Statement of Vice Chairman Kevin Brady
Manufacturing in the USA: Training America’s Workforce
Washington, DC – I am pleased that Chairman Casey convened this hearing on job training and manufacturing.
Manufacturing in the United States has changed dramatically over the last 60 years. Low-tech, labor-intensive goods such as apparel, shoes, sporting goods, and toys that were once made in America are now imported, while U.S. manufacturers export high-tech, capital-intensive goods to the rest of the world.
Computer-driven machinery has replaced routine labor in manufacturing. This has boosted productivity growth, averaging 2.9 percent a year. What took 1,000 workers to manufacture in 1950 now takes only 184 workers. Consequently, manufacturing jobs as a share of total non-farm jobs have declined from 30.6 percent in 1950 to 8.9 percent in 2010.
Six decades ago, a high school dropout with no special skills could get a job on an assembly line, work hard, and over time enter the middle class. Today, a job in manufacturing demands special skills and may even require a college degree.
The changing nature of manufacturing demonstrates the importance of job training for the success of both America’s manufacturers and their workers. Congress enacted the Workforce Investment Act in 1998 to consolidate the federal government’s fragmented job training system into a coherent one-stop system that could serve the needs of employers and workers.
However, the Government Accountability Office (GAO) found continuing fragmentation, overlap, and potential duplication in job training programs run by multiple federal agencies. For fiscal year 2009, the GAO found 47 federally funded job training programs administered across nine agencies. Almost all of those programs overlap with other programs in the provision of similar services but with differences in eligibility, objectives, and service delivery.
In addition to costly duplication, federal job training programs do not necessarily serve their purpose well either for those seeking jobs or workers seeking retraining. Job training programs that work best are employer-driven, not bureaucracy-driven. Manufacturers know what skills employees need to succeed better than bureaucrats.
The Senate will soon be reconsidering the Workforce Investment Act. Congress has an opportunity to consolidate and reform existing federal job training programs and to improve their value for U.S. taxpayers. I urge Republicans and Democrats in both Houses of Congress to seize this opportunity.
However, the best job training programs are meaningless if there are no jobs available for their graduates. The Employment Situation Report for June, which was released last Friday, confirms that the economic policies of President Obama and Congressional Democrats are failing to revive our moribund economy and create jobs – manufacturing or otherwise.
By the Obama Administration’s own standards, its stimulus plan has failed to create jobs. According to the June report, the United States still has 6.5 million fewer payroll jobs than promised. And June’s unemployment rate of 9.2 percent is far above the promised 6.7 percent.
History demonstrates that business investment in new buildings, equipment, and software, not federal spending, drives the creation of new payroll jobs. U.S. businesses are sitting on nearly $2 trillion that they could invest here at home to create jobs for American workers, but they are refusing to do so.

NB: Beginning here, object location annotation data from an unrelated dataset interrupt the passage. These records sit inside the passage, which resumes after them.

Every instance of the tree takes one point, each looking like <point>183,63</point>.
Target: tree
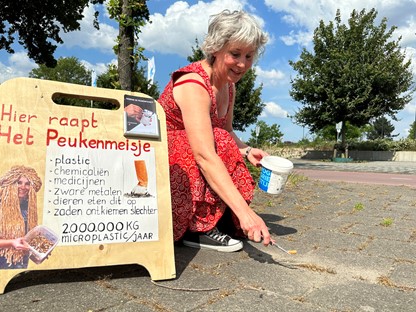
<point>131,16</point>
<point>412,131</point>
<point>197,53</point>
<point>68,69</point>
<point>248,103</point>
<point>381,128</point>
<point>329,132</point>
<point>109,79</point>
<point>37,24</point>
<point>355,73</point>
<point>267,134</point>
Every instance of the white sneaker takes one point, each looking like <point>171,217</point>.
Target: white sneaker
<point>214,240</point>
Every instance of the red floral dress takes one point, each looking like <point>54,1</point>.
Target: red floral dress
<point>195,206</point>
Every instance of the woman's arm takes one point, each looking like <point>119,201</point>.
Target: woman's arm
<point>253,155</point>
<point>195,105</point>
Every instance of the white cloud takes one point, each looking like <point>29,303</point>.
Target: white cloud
<point>18,65</point>
<point>175,31</point>
<point>305,15</point>
<point>99,68</point>
<point>89,37</point>
<point>269,77</point>
<point>273,110</point>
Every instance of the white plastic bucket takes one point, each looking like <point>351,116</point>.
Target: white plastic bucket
<point>274,173</point>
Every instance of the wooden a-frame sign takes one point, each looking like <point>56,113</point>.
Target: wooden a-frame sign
<point>101,197</point>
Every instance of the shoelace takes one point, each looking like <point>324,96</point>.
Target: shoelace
<point>215,234</point>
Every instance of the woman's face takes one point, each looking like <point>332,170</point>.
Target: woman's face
<point>23,187</point>
<point>233,61</point>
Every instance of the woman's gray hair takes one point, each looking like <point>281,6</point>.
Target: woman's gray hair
<point>235,27</point>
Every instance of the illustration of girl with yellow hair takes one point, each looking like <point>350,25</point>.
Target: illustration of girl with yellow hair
<point>18,215</point>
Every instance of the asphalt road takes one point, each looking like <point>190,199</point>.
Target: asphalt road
<point>360,177</point>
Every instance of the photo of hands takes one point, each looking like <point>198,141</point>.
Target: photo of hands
<point>140,118</point>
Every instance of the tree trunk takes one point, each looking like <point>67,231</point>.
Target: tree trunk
<point>126,50</point>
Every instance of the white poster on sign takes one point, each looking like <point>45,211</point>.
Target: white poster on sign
<point>95,196</point>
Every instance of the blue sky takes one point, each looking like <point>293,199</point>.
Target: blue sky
<point>176,24</point>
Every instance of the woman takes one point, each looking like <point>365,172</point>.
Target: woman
<point>18,215</point>
<point>210,183</point>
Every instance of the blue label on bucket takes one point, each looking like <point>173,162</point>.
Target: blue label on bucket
<point>264,181</point>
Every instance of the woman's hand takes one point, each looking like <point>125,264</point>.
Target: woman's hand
<point>255,155</point>
<point>254,227</point>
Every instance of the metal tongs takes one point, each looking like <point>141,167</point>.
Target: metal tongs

Why does American capital seem to be “on strike”? The answer is that the Administration’s economic policies keep businesses guessing what onerous burdens await them. As several Texas businessmen have told me, “Predicting market conditions is what we do for a living, but predicting what the President and Congress may do—forget it!”
It now is widely understood that excessive federal spending, budget deficits, and debt accumulation mortgage our economic future and increase uncertainty over the size and form of future tax increases. However, we also have a regulatory explosion under President Obama that thwarts business expansion and increases uncertainty.
Here are just a few examples of regulatory excesses that discourage job creation:
- The State Department’s failure to issue a construction permit for the Keystone XL pipeline from Canada, a project estimated to create over 13,000 high-wage manufacturing and construction jobs in 2011-2012 across the country, stimulating significant additional economic activity.
- The Administration’s moratorium on and subsequent slow rolling of permits for deep-water oil exploration and development;
- The EPA’s proposed regulations on greenhouse gas emissions; and
- The National Labor Relations Board’s unprecedented actions against Boeing for locating one of its manufacturing facilities in South Carolina.
While solving our fiscal problems requires congressional action, President Obama could end his regulatory onslaught on American business on his own and without delay. If President Obama is serious about relieving unemployment, he should act now to reverse his Administration’s confidence-shattering, job-destroying regulatory policies.
I look forward to hearing the testimony of today’s witnesses.